Après les exploits de Bertrand Picard et du Solar Impulse, un autre Suisse, Raphaël Domjan entend réussir une autre performance : voler dans la stratosphère avec un avion solaire, à 25.000 mètres du sol, une altitude jamais atteinte par un avion à propulsion classique. Ce jeudi 2 septembre, le pilote a effectué son premier vol solo aux commandes du SolarStratos.

On se souvient de Bertrand Picard et du Solar Impulse, le premier avion à avoir effectué un tour du monde sans carburant ni émission polluante pendant le vol. Lancé officiellement en 2014, le projet SolarStratos caresse une autre ambition : celle d’atteindre la stratosphère à 25.000 mètres d’altitude avec un avion propulsé uniquement par l’énergie solaire. Plus qu’un exploit technologique, il s’agit aussi de battre un nouveau record puisqu’aucun avion à moteur classique n’a jamais volé aussi haut.

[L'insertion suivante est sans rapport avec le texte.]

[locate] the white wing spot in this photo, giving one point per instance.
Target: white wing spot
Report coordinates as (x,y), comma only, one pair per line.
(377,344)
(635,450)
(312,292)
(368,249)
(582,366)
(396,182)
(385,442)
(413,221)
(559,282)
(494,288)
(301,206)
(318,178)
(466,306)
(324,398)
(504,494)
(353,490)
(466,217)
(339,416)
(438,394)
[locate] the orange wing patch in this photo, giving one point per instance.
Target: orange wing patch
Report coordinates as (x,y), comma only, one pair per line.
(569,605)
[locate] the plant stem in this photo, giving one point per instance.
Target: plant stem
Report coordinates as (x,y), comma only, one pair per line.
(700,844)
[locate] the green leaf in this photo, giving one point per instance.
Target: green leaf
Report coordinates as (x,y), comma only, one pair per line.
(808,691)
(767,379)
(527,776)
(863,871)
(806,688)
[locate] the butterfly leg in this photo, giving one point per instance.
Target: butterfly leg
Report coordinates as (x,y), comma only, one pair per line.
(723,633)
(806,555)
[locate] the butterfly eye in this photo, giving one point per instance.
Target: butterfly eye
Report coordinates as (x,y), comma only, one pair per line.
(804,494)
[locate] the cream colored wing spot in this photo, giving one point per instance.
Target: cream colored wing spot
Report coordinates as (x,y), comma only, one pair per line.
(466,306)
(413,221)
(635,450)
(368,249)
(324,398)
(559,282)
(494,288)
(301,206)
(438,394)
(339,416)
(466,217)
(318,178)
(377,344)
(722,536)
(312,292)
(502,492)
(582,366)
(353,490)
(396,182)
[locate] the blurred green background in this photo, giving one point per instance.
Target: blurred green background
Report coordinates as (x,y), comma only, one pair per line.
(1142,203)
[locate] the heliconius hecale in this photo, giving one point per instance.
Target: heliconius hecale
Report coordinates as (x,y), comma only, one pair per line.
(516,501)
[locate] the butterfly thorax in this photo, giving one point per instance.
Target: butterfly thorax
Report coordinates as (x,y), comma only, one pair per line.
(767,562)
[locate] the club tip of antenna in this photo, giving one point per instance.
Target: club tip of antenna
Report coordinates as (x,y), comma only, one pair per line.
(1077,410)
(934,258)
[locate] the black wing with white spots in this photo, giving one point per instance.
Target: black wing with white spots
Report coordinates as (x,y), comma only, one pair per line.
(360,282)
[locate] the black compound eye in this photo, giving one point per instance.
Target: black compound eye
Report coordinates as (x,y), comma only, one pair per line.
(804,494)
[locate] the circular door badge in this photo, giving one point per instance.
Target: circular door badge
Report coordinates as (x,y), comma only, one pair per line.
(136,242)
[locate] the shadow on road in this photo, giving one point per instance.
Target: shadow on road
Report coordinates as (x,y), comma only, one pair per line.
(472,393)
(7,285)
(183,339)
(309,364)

Cette aventure a pour but de démontrer que les énergies renouvelables permettent d’aller au-delà de ce qui est possible avec les modes de propulsion utilisant les énergies fossiles. Raphaël Domjan croit fermement à l’énergie solaire. « C’est la plus abondante sur terre et la moins chère de l’histoire de l’humanité », explique-t-il. C’est pourquoi l’aviateur souhaite donner espoir aux jeunes : « je veux leur dire que grâce au Soleil, ils pourront continuer de prendre l’avion, mais sans polluer ». Les véhicules électriques et solaires comptent parmi les grands défis du 21ème siècle. « Notre avion électrique, qui pourra voler dans la stratosphère, ouvre une porte sur cette aviation et sur la mobilité de demain », précise-t-il sur le site consacré au projet SolarStratos. « Dans le futur, l’exploration de la stratosphère nous permettra peut-être de prolonger et d’étendre l’humanité… qui sait… », rêve-t-il tout haut.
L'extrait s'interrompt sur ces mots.